En todos los ámbitos se oye hablar de metodologías agile, iteraciones de producto rápidas, adaptación al cliente y mercado etc… En el mundo de la programación esto se traduce en ser capaz de tener tus aplicaciones corriendo de forma estable con cada nueva versión lo más rápido y de la forma más segura y robusta posible.

De nada sirve un equipo de desarrollo que haga una nueva capacidad para un cliente en una semana si en el proceso de despliegue, calidad y test se tarda más de un mes

Los contenedores estandarizan las aplicaciones a nivel de despliegue y homogeniza su ejecución en los distintos entornos, bien sean cloud o locales. Esas pequeñas piezas de software que el equipo de desarrollo compone son fácilmente ejecutables para el equipo de despliegue y le dan consistencia a la solución.

Como director de producto en Barbara IoT ya tomamos la decisión de incluir nuestras aplicaciones en contenedores desde el principio y a la larga vemos que fue la decisión correcta. La capacidad de adaptación al cliente y la seguridad de que los cambios implementados en cada ciclo de desarrollo (típicamente 2 semanas) van a funcionar en producción, es mucho mayor. 

Como jefes de producto los contenedores nos permiten ahorrar costes de despliegue, versatilizar las opciones del cliente con opciones locales (On-Prem) e incluso de diferentes proveedores de cloud dado que esa estandarización permite una migración barata y segura.

Segundo “…incluye en un paquete tanto el código como las dependencias de una aplicación…”. 

Un contenedor es autocontenido, incluye código, librerías, configuraciones y dependencias.

Hay que tener en cuenta la complejidad que tiene desarrollar aplicaciones en el ordenador del desarrollador, testearlas en el ordenador de calidad, probarlas en el servidor de la empresa y finalmente desplegarlas en el cloud del proveedor de turno.

La tecnología de contenedores hace que este proceso sea consistente.

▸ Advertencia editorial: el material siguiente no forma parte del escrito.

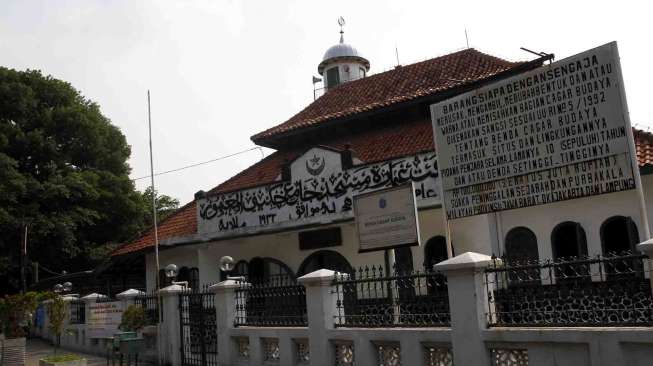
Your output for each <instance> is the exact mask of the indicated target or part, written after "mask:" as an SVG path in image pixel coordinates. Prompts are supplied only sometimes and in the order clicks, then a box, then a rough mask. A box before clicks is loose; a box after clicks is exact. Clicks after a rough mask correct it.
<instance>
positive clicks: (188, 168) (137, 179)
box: [132, 146, 265, 181]
mask: <svg viewBox="0 0 653 366" xmlns="http://www.w3.org/2000/svg"><path fill="white" fill-rule="evenodd" d="M254 150H259V151H260V152H261V159H262V158H264V157H265V153H264V152H263V149H262V148H261V147H260V146H254V147H251V148H249V149H247V150H243V151H239V152H235V153H233V154H229V155H224V156H220V157H217V158H214V159H211V160H206V161H202V162H199V163H195V164H190V165H186V166H182V167H180V168H175V169H171V170H166V171H164V172H160V173H155V174H154V176H155V177H156V176H159V175H163V174H169V173H174V172H178V171H180V170H184V169H189V168H194V167H197V166H200V165H204V164H209V163H213V162H216V161H219V160H224V159H227V158H231V157H234V156H236V155H240V154H244V153H246V152H250V151H254ZM149 177H150V175H149V174H148V175H144V176H142V177H138V178H134V179H132V181H137V180H140V179H145V178H149Z"/></svg>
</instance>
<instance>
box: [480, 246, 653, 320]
mask: <svg viewBox="0 0 653 366" xmlns="http://www.w3.org/2000/svg"><path fill="white" fill-rule="evenodd" d="M647 259H648V257H647V256H645V255H640V254H629V253H622V254H620V255H609V256H597V257H594V258H569V259H565V260H557V261H551V260H547V261H542V262H540V261H535V262H506V261H498V260H495V261H494V263H493V264H491V265H490V266H489V267H488V268H487V269H486V270H485V282H486V285H487V289H488V309H487V318H488V324H489V325H490V326H650V325H653V297H652V296H651V283H650V281H649V279H648V278H646V271H645V268H647V266H646V265H645V262H646V260H647Z"/></svg>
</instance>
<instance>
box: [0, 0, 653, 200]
mask: <svg viewBox="0 0 653 366" xmlns="http://www.w3.org/2000/svg"><path fill="white" fill-rule="evenodd" d="M650 14H653V5H649V4H648V2H646V1H636V2H635V1H633V2H629V1H624V2H614V1H611V2H607V1H568V0H566V1H556V0H551V1H547V2H537V3H536V2H528V1H523V0H522V1H514V2H509V1H447V2H445V1H408V0H401V1H399V0H395V1H384V0H374V1H338V0H332V1H329V2H324V1H319V2H318V1H310V0H297V1H281V0H277V1H264V0H262V1H227V0H196V1H191V0H187V1H163V0H157V1H137V0H125V1H120V0H115V1H108V0H78V1H65V0H43V1H36V0H0V66H4V67H9V68H13V69H17V70H25V69H38V70H41V71H42V72H43V73H44V74H46V75H52V76H53V77H55V78H58V79H62V80H66V81H68V82H70V83H71V84H72V85H73V86H74V87H75V88H76V89H78V90H79V91H80V92H81V93H82V94H83V95H84V96H86V97H87V98H88V99H91V100H93V101H95V102H96V103H98V104H99V105H100V107H101V110H102V113H103V114H104V115H105V116H107V117H108V118H110V119H111V121H112V123H113V124H114V125H116V126H118V127H119V128H120V129H121V131H122V133H123V134H124V135H125V136H126V138H127V142H128V143H129V145H130V146H131V151H132V155H131V158H130V160H129V164H130V166H131V167H132V173H131V176H132V178H134V179H136V178H139V177H143V176H148V174H149V169H150V165H149V162H150V161H149V150H148V126H147V90H150V91H151V98H152V128H153V132H152V138H153V145H154V169H155V172H163V171H167V170H171V169H175V168H179V167H182V166H186V165H190V164H194V163H198V162H202V161H207V160H211V159H215V158H219V157H222V156H225V155H229V154H233V153H236V152H239V151H244V150H247V149H250V148H252V147H254V144H253V143H252V142H251V140H250V139H249V137H250V136H251V135H253V134H255V133H257V132H260V131H262V130H265V129H267V128H269V127H272V126H274V125H276V124H279V123H282V122H284V121H286V120H287V119H289V118H290V117H292V116H293V115H294V114H295V113H297V112H299V111H300V110H301V109H303V108H304V107H305V106H306V105H308V104H309V103H310V102H312V100H313V85H312V83H311V76H313V75H316V76H317V75H318V74H317V65H318V64H319V62H320V61H321V59H322V56H323V54H324V52H325V51H326V49H327V48H328V47H330V46H331V45H333V44H335V43H337V42H338V39H339V33H338V32H339V30H340V29H339V26H338V24H337V19H338V17H339V16H342V17H344V18H345V20H346V25H345V40H346V42H347V43H350V44H352V45H353V46H355V47H356V48H357V49H358V50H359V51H360V52H361V53H363V54H364V55H365V56H366V57H367V58H368V59H369V60H370V63H371V70H370V74H373V73H378V72H382V71H386V70H388V69H391V68H393V67H394V66H395V65H396V63H397V56H396V54H395V47H396V49H397V51H398V55H399V62H400V63H401V64H404V65H405V64H410V63H413V62H417V61H421V60H425V59H429V58H433V57H437V56H440V55H444V54H448V53H451V52H454V51H457V50H460V49H463V48H465V47H466V39H465V30H467V35H468V40H469V46H470V47H474V48H476V49H478V50H480V51H483V52H485V53H489V54H491V55H494V56H498V57H502V58H505V59H508V60H511V61H525V60H531V59H533V58H534V56H533V55H531V54H529V53H526V52H524V51H521V50H520V49H519V48H520V47H526V48H528V49H531V50H534V51H544V52H552V53H554V54H555V55H556V59H561V58H564V57H567V56H571V55H573V54H576V53H579V52H582V51H584V50H586V49H590V48H593V47H596V46H599V45H602V44H605V43H608V42H611V41H617V42H618V46H619V53H620V56H621V66H622V69H623V75H624V83H625V86H626V94H627V97H628V107H629V111H630V116H631V121H632V123H633V125H636V126H641V127H642V128H651V129H653V109H652V108H651V102H650V100H651V92H650V88H651V85H652V84H653V76H652V75H653V74H652V73H651V72H650V69H651V62H652V61H651V60H653V48H652V47H650V37H651V36H652V35H653V22H652V21H651V20H650ZM270 152H271V150H269V149H262V151H261V150H252V151H249V152H246V153H243V154H239V155H237V156H234V157H230V158H226V159H222V160H219V161H216V162H213V163H210V164H204V165H201V166H199V167H195V168H191V169H186V170H182V171H179V172H175V173H170V174H164V175H160V176H157V177H156V178H155V179H156V187H157V189H158V191H159V193H162V194H167V195H170V196H173V197H176V198H178V199H179V200H180V201H181V203H182V204H184V203H186V202H188V201H191V200H192V199H193V195H194V193H195V192H197V191H199V190H208V189H210V188H213V187H214V186H216V185H218V184H219V183H221V182H223V181H225V180H226V179H228V178H229V177H231V176H233V175H235V174H237V173H238V172H239V171H241V170H243V169H245V168H247V167H248V166H250V165H251V164H253V163H255V162H257V161H259V160H260V159H261V158H262V156H263V155H268V154H270ZM135 183H136V187H137V188H138V189H140V190H144V189H145V188H146V187H147V186H148V185H149V179H138V180H136V181H135Z"/></svg>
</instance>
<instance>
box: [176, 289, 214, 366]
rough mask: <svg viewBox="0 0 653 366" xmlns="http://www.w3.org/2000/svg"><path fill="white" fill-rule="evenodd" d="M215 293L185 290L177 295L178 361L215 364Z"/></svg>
mask: <svg viewBox="0 0 653 366" xmlns="http://www.w3.org/2000/svg"><path fill="white" fill-rule="evenodd" d="M214 299H215V294H214V293H212V292H198V291H188V292H183V293H181V294H179V324H180V327H181V329H180V332H179V333H180V334H181V364H182V365H183V366H217V365H218V332H217V328H216V320H215V302H214Z"/></svg>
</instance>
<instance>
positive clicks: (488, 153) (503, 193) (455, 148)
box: [431, 42, 648, 231]
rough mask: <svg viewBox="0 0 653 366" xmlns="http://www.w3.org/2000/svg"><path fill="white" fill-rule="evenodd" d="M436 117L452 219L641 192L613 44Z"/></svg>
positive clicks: (556, 65)
mask: <svg viewBox="0 0 653 366" xmlns="http://www.w3.org/2000/svg"><path fill="white" fill-rule="evenodd" d="M431 119H432V123H433V131H434V136H435V146H436V152H437V157H438V168H439V171H440V174H441V179H442V189H443V194H444V195H443V205H444V207H445V211H446V217H447V219H450V220H451V219H458V218H463V217H468V216H473V215H481V214H487V213H492V212H499V211H503V210H510V209H517V208H522V207H529V206H536V205H543V204H547V203H553V202H559V201H565V200H570V199H575V198H581V197H589V196H594V195H599V194H605V193H611V192H619V191H624V190H630V189H636V188H638V189H639V190H640V191H641V181H640V177H639V170H638V165H637V162H636V157H635V146H634V142H633V136H632V129H631V126H630V121H629V118H628V109H627V105H626V98H625V92H624V87H623V78H622V74H621V66H620V64H619V53H618V50H617V44H616V42H612V43H609V44H606V45H603V46H600V47H597V48H594V49H591V50H588V51H585V52H582V53H580V54H578V55H575V56H571V57H568V58H565V59H563V60H560V61H557V62H554V63H551V64H550V65H545V66H542V67H539V68H537V69H534V70H531V71H528V72H524V73H521V74H518V75H515V76H512V77H510V78H507V79H504V80H501V81H498V82H495V83H492V84H489V85H486V86H483V87H481V88H478V89H476V90H473V91H470V92H467V93H463V94H461V95H458V96H456V97H454V98H451V99H448V100H445V101H442V102H439V103H436V104H433V105H431ZM640 195H642V197H641V199H640V203H641V204H642V205H643V194H642V193H641V192H640ZM640 211H642V218H641V219H642V222H645V226H647V225H648V223H647V222H646V221H647V220H646V216H645V215H646V212H645V210H640ZM646 231H648V230H646Z"/></svg>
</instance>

El software lleva todo lo necesario para correr dentro del contenedor y con la versión que el desarrollador ha decidido.

Se acabó el infierno de las versiones de librerías, de sistemas operativos, de sistemas de ficheros. La imagen del contenedor funciona donde la ejecutes desde el ordenador local, al servidor edge tirado en el campo.

Tercero “ligero” y “rápido”

¿Por qué no usamos máquinas virtuales? La tecnología de virtualización es mucho más pesada, se emula todo el HW del sistema además del software. Los contenedores son rápidos y ligeros y permiten iteraciones y despliegues acordes. 

Los equipos de producto pueden generar y mantener capacidades de forma fácil y en arquitecturas más modulares, ahorrando costes y mejorando los tiempos de desarrollo y despliegue.

Ahora ya sabemos lo que implica un docker/contenedor. En los siguientes artículos nos centraremos en las distintas aplicaciones de esta tecnología y sus beneficios a la hora de generar valor en los distintos ámbitos de la empresa, desde los servidores cloud hasta los dispositivos de campo IoT.